How often do you see a ship model set into a scale scene of, say, Boston harbor with a tea party underway? How many times have you seen the planes overhead return to a scale runway with miniature landing lights, a control tower, hangars, and little fuel trucks? Do the builders of car models usually create houses with garages, gas stations, or race tracks for their products?
While some model railroaders build models of particular locomotives and put them on display without ever building a layout with scenery, they number in the minority. Most of us arent so much model railroaders as world modelers. In short, we model the world around a particular place. While the trains are the moving visual attraction, most of us also tackle scenery and landscape, buildings, vehicles, characters and more.
It is this part of the hobby which sets us apart. When you build a scale model of a single item, you have joined the scale modelers of the world. But if you build and operate several items in the same scale for the purpose of creating a small portion of the planet, you have transcended scale modeling. While I like Kalmbachs Worlds Greatest Hobby campaign, we should not forget what makes our hobby the way it is. We are also the Greatest World Hobby. Indeed, model railroading is more popular in Europe than in the US, according to several international sources.
In a story I read recently, a model train hobby shop in Israel is doing considerable business because the children of Orthodox Jews may create detailed scale models but are not allowed to watch a great deal of television. It seems they feel that creating models is more than just the clever skill of hands; it is also a very constructive use of the mind.
In most cases, layouts dont just model a collection of scale items, they recreate an economy. Builders have in mind a source of raw materials, factories to process them, towns and cities to provide the goods and service that the workers require, and even the homes in which they live. Out of their imaginations and observations, builders then construct some corner of the planet. Models can show detail down to laundry on the line in the backyard of a house. Through it all are the trains, connecting the economy together and making it work.

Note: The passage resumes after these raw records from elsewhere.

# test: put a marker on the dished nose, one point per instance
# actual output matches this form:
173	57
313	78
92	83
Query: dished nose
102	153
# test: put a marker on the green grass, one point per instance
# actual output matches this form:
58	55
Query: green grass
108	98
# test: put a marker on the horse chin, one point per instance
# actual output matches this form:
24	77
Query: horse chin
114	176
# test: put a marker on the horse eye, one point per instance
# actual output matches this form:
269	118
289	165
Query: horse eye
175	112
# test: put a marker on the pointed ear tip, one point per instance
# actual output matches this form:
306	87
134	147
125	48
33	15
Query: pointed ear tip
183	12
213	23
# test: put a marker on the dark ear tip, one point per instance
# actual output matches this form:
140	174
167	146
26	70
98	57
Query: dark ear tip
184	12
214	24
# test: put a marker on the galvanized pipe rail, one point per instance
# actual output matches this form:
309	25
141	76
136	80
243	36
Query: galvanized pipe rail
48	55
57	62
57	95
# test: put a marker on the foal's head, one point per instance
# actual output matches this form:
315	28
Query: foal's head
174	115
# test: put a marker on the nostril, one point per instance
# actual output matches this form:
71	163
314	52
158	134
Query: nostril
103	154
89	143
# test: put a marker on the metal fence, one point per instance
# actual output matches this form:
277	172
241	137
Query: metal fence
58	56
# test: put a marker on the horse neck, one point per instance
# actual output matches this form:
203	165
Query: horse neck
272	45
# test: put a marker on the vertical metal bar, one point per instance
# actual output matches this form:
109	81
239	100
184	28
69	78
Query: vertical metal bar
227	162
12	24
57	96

Perhaps because of this, model railroaders might actually understand the economy better than some legislators. Several model railroad industry people have repeated the notion that model railroaders may be more intelligent than their non-model-railroading contemporaries. That would be a hard assertion to prove, even if I have seen ample proof of its truth. One thing is clear: model railroading has a very positive effect upon most people. It punishes anger, impulsiveness, and malice. It rewards patience, thoughtfulness, and careful planning. Theres a very good chance that if you stay with it long enough, it could make a better person of you. Or maybe the only folks who stay with it very long are the better people.